Saturday 25 February 2012
US Outlook: Internet advertisers still don't get it. The industry went to Washington this week and announced it would support putting a "do not track" button at the top of every web browser, its latest ruse to ward off privacy laws. But faster than the pics from the photo op could be uploaded to Twitter, it became clear the industry has a very different view of what "do not track" means than will anyone clicking on their button.
The technology behind the button hasn't actually been invented yet, but it is being written with nice big loopholes all through it. In an Orwellian linguistic twist, clicking "do not track" doesn't mean you won't be tracked. It just means you will only be tracked for "market research" purposes and for "product development".
What would change is that details of an internet user's web history couldn't be so readily collected and used by the giant ad networks, most of which you have never heard of but which have gathered or guessed lots about your likes and dislikes, your age, sex, sexuality and your whereabouts, and which seem to know that I am losing my hair.
These are the networks that decide which ads appear on the page when you look at it, and tailor them specially for you.
Google owns one of these giant ad networks; Yahoo and Microsoft have them, too; so does London-listed WPP; most of the rest are more obscure.
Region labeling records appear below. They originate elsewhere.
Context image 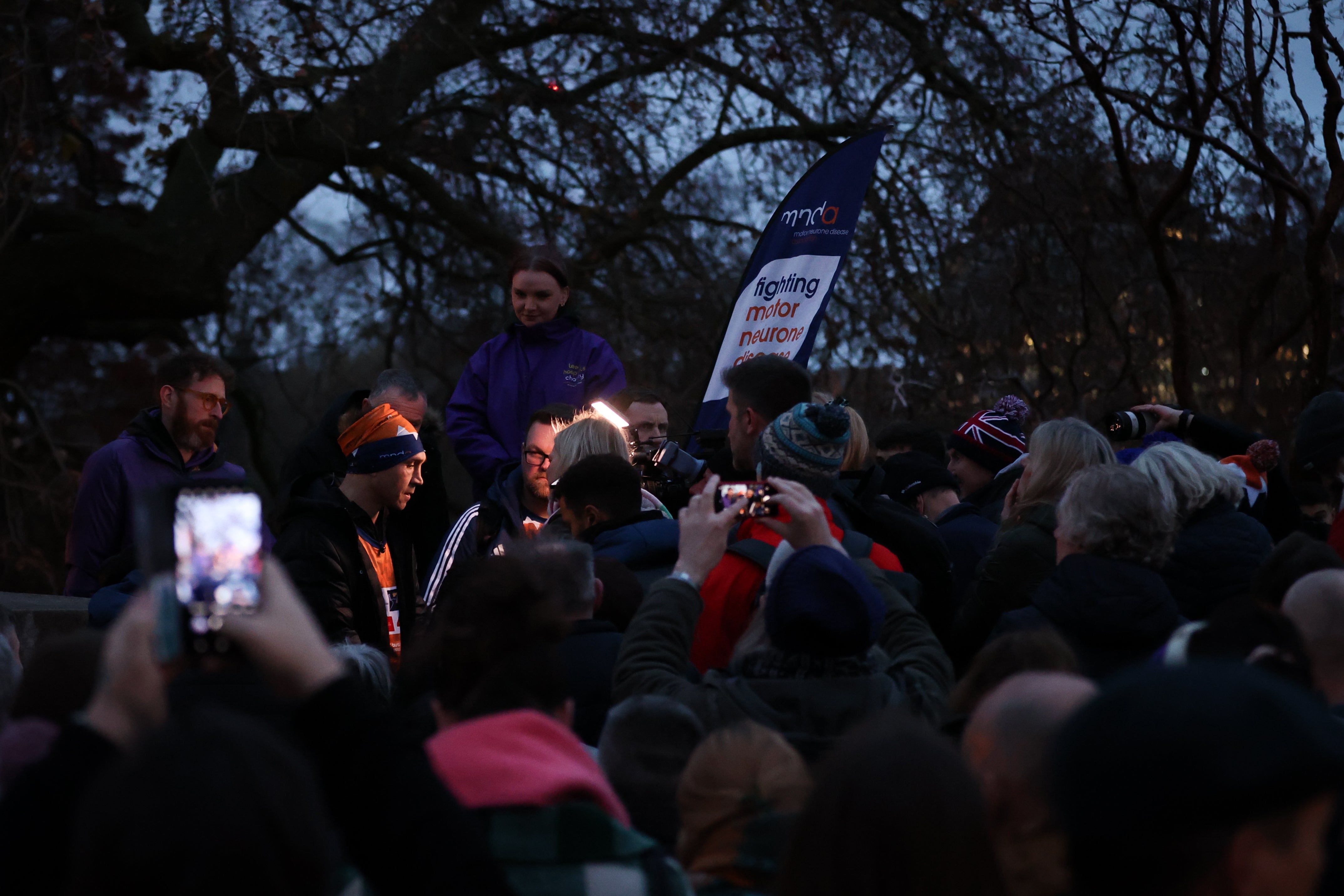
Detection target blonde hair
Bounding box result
[1133,442,1243,523]
[1015,417,1116,517]
[546,411,630,482]
[840,406,872,472]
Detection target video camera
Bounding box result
[593,402,706,513]
[1101,411,1157,442]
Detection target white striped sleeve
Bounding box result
[425,504,481,611]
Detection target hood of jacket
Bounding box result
[1163,500,1274,619]
[962,463,1023,521]
[485,467,540,535]
[582,510,682,570]
[425,709,630,825]
[704,669,905,763]
[120,407,224,473]
[279,475,379,536]
[1032,553,1181,649]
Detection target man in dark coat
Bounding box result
[883,451,999,607]
[536,540,621,747]
[66,352,254,598]
[1051,662,1344,896]
[552,454,677,587]
[279,368,453,579]
[425,402,577,612]
[613,477,952,760]
[274,404,425,663]
[994,463,1181,678]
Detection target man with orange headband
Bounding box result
[274,404,425,665]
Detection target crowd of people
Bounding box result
[8,248,1344,896]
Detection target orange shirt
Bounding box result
[356,529,402,669]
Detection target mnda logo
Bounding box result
[779,200,840,227]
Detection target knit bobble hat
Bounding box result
[1219,439,1278,506]
[755,403,849,497]
[948,395,1031,473]
[765,544,886,657]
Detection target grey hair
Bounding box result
[368,367,425,403]
[1058,463,1177,568]
[547,411,630,482]
[1132,442,1243,523]
[535,539,597,617]
[332,643,392,704]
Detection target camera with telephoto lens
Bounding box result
[1101,411,1157,442]
[622,427,704,515]
[591,400,706,513]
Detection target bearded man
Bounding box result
[425,402,578,611]
[66,351,257,598]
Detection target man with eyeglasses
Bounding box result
[425,402,578,611]
[610,386,668,454]
[66,351,251,598]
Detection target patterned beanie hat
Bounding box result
[1219,439,1278,506]
[948,395,1030,473]
[337,404,425,473]
[755,403,849,497]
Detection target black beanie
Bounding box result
[1295,392,1344,473]
[1052,662,1344,860]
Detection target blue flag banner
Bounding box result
[695,128,887,430]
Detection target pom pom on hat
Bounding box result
[1246,439,1278,473]
[990,395,1031,426]
[1219,439,1278,506]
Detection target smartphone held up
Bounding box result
[714,482,779,519]
[138,488,262,660]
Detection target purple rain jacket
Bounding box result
[66,407,250,598]
[443,317,625,489]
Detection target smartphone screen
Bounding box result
[172,489,261,635]
[714,482,779,517]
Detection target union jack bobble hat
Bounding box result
[948,395,1031,473]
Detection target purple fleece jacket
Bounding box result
[443,317,625,488]
[66,407,248,598]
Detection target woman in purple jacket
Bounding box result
[443,246,625,497]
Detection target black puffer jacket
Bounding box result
[994,553,1181,678]
[1163,498,1274,619]
[279,390,453,580]
[274,477,422,653]
[961,463,1021,523]
[611,560,953,762]
[950,504,1056,672]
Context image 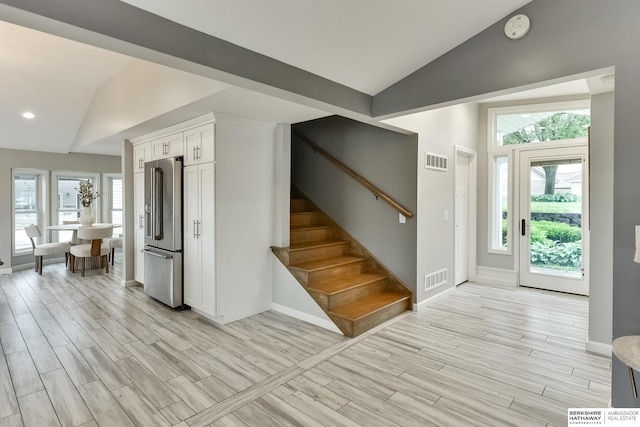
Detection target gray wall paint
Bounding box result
[291,117,417,292]
[0,149,120,268]
[374,0,640,407]
[589,92,615,350]
[0,0,372,116]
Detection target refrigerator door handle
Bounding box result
[151,168,163,240]
[140,249,173,259]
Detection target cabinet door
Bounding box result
[184,123,215,165]
[166,132,184,157]
[133,173,144,283]
[198,163,220,317]
[151,132,184,160]
[133,142,151,173]
[182,166,202,309]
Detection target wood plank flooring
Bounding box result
[0,262,611,427]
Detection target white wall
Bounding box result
[215,114,276,323]
[386,103,478,305]
[73,60,229,148]
[587,92,616,353]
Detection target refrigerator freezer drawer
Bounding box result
[142,248,182,308]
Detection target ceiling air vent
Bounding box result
[424,151,449,171]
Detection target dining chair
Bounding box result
[109,235,122,265]
[70,225,113,277]
[24,224,71,274]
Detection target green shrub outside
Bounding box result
[531,193,580,203]
[531,221,582,243]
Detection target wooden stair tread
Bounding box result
[329,291,409,321]
[290,224,333,231]
[289,256,366,271]
[289,240,348,252]
[307,273,386,295]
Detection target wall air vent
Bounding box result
[424,268,448,291]
[424,151,449,171]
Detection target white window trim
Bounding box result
[11,168,49,257]
[487,150,514,255]
[102,173,125,227]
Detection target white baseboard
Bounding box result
[271,303,342,335]
[475,266,518,286]
[413,286,456,311]
[584,340,612,357]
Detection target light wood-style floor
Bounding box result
[0,263,611,427]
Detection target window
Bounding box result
[108,177,124,224]
[489,101,591,148]
[51,172,100,242]
[489,155,511,253]
[487,101,591,254]
[13,169,43,255]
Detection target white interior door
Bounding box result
[518,147,589,295]
[455,155,471,286]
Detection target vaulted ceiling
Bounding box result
[0,0,600,155]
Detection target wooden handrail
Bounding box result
[293,131,413,218]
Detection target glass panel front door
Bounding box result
[519,147,589,295]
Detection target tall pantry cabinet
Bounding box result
[183,123,218,317]
[132,113,276,323]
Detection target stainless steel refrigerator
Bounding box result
[142,157,182,308]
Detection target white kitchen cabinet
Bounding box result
[184,123,215,166]
[133,142,151,173]
[183,162,218,317]
[133,173,144,283]
[151,132,184,160]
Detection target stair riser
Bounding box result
[307,278,389,311]
[290,212,320,227]
[353,298,411,337]
[328,279,391,310]
[289,227,333,245]
[289,243,349,265]
[307,262,363,284]
[289,199,309,212]
[327,299,411,337]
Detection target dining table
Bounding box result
[45,223,122,270]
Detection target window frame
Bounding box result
[11,168,49,257]
[487,150,514,255]
[487,98,591,256]
[487,99,591,153]
[50,171,101,242]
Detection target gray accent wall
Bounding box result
[291,116,418,292]
[0,149,121,268]
[373,0,640,407]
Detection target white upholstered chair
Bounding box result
[109,236,122,265]
[70,225,113,277]
[24,224,71,274]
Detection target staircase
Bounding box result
[272,198,411,337]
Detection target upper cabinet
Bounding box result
[133,142,151,173]
[184,123,215,166]
[151,132,184,160]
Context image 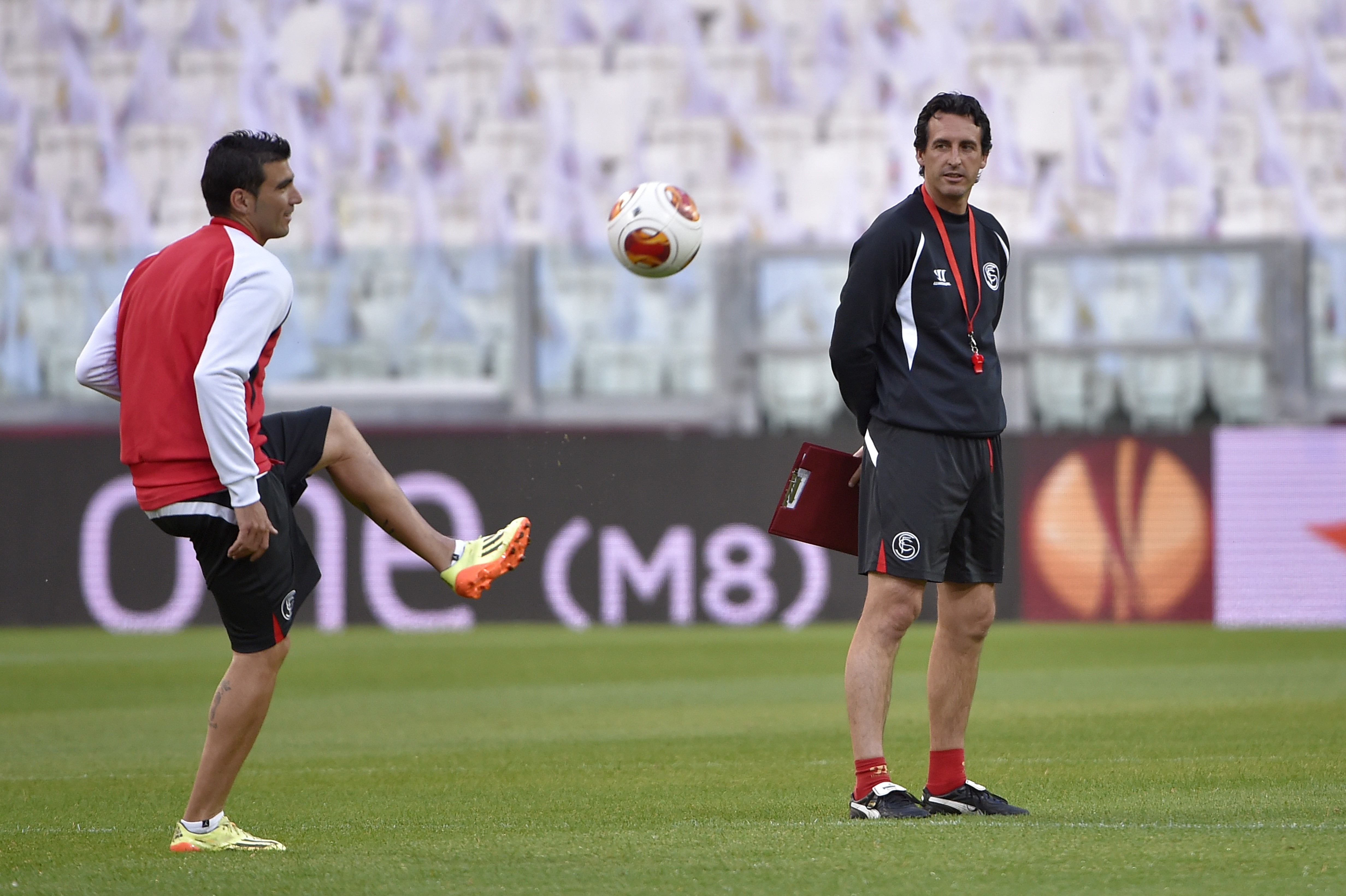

Privacy and data protection campaigners were robust in their criticism of the industry's new position this week, when President Barack Obama joined calls on Capitol Hill for a Privacy Bill of Rights that could be enforced by regulators.
Too many people working in technology sniff at these campaigners and these politicians as ignorant throwbacks.
Tracking is just a pejorative word for remembering, they say, and being able to remember a user's web history is a critical part of how the internet functions; it is how you can be automatically logged into your favourite sites, or can quickly share web articles on Facebook, for example. And wouldn't I rather get served up some hair restoration ideas than a pointless ad for hairspray?
The other claim is that the entire economics of the internet are based on this data mining industry. We pay with our privacy for the privilege of free content from publishers who fund their work with the revenues from targeted ads. The more personalised the ad, the more the advertiser will pay.
I am under no illusions as to the complexity of the technical problem, or the difficulty of marrying the competing demands of privacy, profit and progress.
The trouble is that no one without a Stanford University computer science degree understands who is tracking them and how, how much and what kind of data have been amassed, or where they can go to find out and demand its removal.
Giving us the chance to click "do not track" would hardly scratch the surface of the problem, even if it did what it said on the button.